La cuisine s'accommode mal avec le droit d'auteur
Quelle protection juridique pour la création culinaire? Et est-ce souhaitable de tenter de la protéger?
- Crowd-sourcing the cookbook / opensourceway via FlickrCC Licence by -
Interviewé par le magazine Télé 7 jours, le «producteur gastronome» de l’émission Master Chef diffusée sur TF1, Brice Marion, précisait, au sujet des plats conçus par les candidats, que «n’importe quel cuisinier dans le monde peut les proposer à la carte de son restaurant» étant donné qu’«il n’existe pas de copyright sur les créations culinaires».
Un propos qui étonne dans un pays où la tradition culturelle assimile aisément le cuisinier à un artiste comme un autre et qui, dans cette logique, pourrait se prévaloir d’un statut d’auteur. Outre-Atlantique, une chef new-yorkaise avait poursuivi son ancien sous-chef devant la justice pour avoir utilisé des croûtons de muffin dans la salade Caesar à la carte de son nouveau restaurant, une touche qu’elle utilisait au restaurant et qu’elle tenait de la cuisine de sa mère. Enjeux économiques, question d’ego et médiatisation des chefs font que ce type de conflits pourrait se multiplier.
Cependant, le droit peine à rentrer en cuisine. Pour qu’une création culinaire soit protégée par le code de la propriété intellectuelle, il lui faudrait répondre à trois critères: est-une œuvre de l’esprit? Est-elle matérialisée dans une forme concrète (une idée ne suffit pas, il faut qu’elle soit «rédigée»)? Porte-t-elle l’empreinte de la personnalité de son auteur, selon la terminologie consacrée par la jurisprudence (critère de l’originalité)?
Les cinq sens
Le code de la propriété intellectuelle ne rejette pas la possibilité d’avoir la création culinaire reconnue comme une «œuvre de l’esprit» dans la mesure où elle fait appel à l’un des cinq sens. Pour l’instant, ne sont listées que des œuvres perceptibles par l'ouïe et la vue. Ce n’est pas une liste qui se caractérise par son exhaustivité, a toutefois rappelé en 2006 le tribunal de grande instance de Bobigny. Peu de cas sont néanmoins portés devant la justice.
En Belgique, la question a, en partie, été résolue lorsqu’en 2010 le tribunal de commerce de Liège a estimé que la création d’une recette de cuisine, similaire à un «programme d’ordinateur», ne pouvait bénéficier des droits d’auteur «si elle se contente d’énoncer les ingrédients nécessaires et les différentes opérations à réaliser en une formule strictement fonctionnelle».

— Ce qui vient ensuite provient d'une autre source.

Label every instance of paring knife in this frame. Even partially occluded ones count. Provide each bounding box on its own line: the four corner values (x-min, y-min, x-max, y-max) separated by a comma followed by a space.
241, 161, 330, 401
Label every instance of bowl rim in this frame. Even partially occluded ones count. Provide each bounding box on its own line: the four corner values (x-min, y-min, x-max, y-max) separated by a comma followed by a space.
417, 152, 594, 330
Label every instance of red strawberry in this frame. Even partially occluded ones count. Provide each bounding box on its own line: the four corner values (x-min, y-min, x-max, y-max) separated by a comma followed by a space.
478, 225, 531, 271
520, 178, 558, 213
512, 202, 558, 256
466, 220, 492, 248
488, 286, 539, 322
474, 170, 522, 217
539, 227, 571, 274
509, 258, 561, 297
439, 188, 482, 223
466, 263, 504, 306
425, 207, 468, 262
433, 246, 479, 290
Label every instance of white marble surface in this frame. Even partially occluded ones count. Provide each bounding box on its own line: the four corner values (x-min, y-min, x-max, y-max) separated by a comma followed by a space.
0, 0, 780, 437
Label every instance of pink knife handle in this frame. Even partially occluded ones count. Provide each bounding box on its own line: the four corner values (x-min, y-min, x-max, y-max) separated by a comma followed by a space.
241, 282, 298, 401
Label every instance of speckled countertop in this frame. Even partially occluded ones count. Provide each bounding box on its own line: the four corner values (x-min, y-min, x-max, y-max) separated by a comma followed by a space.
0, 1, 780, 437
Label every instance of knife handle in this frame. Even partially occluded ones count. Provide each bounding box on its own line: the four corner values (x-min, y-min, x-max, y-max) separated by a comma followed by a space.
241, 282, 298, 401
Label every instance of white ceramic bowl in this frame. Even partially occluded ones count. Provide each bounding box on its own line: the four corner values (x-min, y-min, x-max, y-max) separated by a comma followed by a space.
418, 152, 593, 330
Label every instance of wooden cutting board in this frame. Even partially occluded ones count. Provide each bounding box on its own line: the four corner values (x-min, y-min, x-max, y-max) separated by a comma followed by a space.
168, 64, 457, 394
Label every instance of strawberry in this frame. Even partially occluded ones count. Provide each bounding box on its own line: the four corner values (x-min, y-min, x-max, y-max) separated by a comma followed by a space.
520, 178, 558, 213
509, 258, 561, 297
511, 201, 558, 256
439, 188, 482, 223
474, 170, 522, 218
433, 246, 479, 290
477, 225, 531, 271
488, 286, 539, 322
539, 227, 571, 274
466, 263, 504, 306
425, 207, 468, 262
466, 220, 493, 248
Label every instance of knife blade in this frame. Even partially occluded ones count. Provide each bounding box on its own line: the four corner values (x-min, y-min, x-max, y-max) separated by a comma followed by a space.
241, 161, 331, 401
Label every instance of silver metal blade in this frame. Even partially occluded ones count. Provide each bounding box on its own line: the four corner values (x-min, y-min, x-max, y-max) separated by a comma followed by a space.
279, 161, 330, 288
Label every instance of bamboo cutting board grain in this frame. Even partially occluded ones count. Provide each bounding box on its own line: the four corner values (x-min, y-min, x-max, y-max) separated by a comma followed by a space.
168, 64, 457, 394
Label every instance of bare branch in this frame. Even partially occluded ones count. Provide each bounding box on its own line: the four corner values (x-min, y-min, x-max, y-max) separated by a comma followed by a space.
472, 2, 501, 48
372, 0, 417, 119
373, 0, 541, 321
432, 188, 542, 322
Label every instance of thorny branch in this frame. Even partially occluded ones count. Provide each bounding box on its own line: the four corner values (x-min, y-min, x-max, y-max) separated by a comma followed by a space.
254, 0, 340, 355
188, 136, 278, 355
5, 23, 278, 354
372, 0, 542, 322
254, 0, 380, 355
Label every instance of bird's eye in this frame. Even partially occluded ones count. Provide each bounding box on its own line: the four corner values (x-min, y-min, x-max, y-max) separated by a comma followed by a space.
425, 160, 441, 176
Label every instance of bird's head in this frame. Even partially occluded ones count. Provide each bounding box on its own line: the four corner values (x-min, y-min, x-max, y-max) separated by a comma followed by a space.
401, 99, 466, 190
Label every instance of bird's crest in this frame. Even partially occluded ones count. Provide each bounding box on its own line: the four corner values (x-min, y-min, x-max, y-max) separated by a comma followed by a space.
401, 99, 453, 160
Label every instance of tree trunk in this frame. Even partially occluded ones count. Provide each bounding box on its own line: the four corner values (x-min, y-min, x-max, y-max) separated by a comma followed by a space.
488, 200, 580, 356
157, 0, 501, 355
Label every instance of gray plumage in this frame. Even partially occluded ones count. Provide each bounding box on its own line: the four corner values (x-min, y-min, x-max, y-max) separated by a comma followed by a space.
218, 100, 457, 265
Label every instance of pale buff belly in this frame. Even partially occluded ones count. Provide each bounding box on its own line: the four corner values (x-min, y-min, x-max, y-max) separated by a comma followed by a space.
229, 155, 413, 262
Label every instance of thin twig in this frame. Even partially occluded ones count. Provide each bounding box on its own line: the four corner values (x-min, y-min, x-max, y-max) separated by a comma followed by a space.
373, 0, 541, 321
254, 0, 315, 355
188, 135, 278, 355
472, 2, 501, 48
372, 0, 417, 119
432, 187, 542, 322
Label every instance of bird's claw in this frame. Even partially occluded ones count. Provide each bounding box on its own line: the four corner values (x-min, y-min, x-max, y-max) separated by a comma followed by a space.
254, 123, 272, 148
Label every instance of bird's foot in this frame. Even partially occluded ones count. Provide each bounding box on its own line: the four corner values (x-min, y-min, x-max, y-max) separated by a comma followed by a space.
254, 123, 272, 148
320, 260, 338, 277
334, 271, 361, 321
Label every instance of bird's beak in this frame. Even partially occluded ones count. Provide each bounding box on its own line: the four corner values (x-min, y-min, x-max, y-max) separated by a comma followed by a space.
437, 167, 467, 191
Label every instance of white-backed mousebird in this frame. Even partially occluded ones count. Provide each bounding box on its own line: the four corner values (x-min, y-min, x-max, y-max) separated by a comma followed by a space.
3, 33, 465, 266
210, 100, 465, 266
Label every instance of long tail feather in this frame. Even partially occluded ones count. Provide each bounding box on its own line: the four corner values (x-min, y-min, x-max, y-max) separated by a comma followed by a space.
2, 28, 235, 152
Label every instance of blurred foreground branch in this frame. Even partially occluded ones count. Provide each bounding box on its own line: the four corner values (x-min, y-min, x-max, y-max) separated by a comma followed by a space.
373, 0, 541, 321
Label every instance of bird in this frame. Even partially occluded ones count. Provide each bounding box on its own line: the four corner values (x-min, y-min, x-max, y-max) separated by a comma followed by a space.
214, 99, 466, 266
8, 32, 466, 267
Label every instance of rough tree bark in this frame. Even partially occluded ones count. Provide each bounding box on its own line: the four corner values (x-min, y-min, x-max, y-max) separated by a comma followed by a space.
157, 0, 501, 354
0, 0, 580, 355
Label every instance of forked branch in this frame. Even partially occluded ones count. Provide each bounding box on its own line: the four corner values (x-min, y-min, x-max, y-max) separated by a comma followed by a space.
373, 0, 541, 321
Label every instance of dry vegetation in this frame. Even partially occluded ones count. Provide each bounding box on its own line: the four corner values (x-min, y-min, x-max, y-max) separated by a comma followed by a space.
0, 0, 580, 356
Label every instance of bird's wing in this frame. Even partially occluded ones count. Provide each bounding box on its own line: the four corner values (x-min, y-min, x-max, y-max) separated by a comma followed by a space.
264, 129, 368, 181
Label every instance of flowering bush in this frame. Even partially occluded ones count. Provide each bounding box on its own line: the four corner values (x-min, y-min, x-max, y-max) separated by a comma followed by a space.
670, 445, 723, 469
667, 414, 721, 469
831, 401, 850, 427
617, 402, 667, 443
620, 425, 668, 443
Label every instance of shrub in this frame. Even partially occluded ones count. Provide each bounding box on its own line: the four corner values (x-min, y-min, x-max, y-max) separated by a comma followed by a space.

Pour les chefs, la création culinaire ne peut être résumée à une suite de tâches qui aboutirait au même résultat à chaque tentative. «La cuisine, c’est quelque chose d’éphémère et se reproduit tout le temps à chaque assiette qu’on sort», affirme Adeline Grattard, chef et dirigeante du Yam’Tcha qui propose des mets franco-asiatiques, une étoile au Michelin. La cuisine est une question de sélection d’ingrédients, de dosage et de dressage. Et d'«émotion», rajoute Christophe Michalak, chef pâtissier de l’hôtel Plaza Athénée qui «ne demande jamais de recettes».
«Si je goûte quelque chose de fantastique, je passe des heures dans mon laboratoire pour retrouver l’émotion.»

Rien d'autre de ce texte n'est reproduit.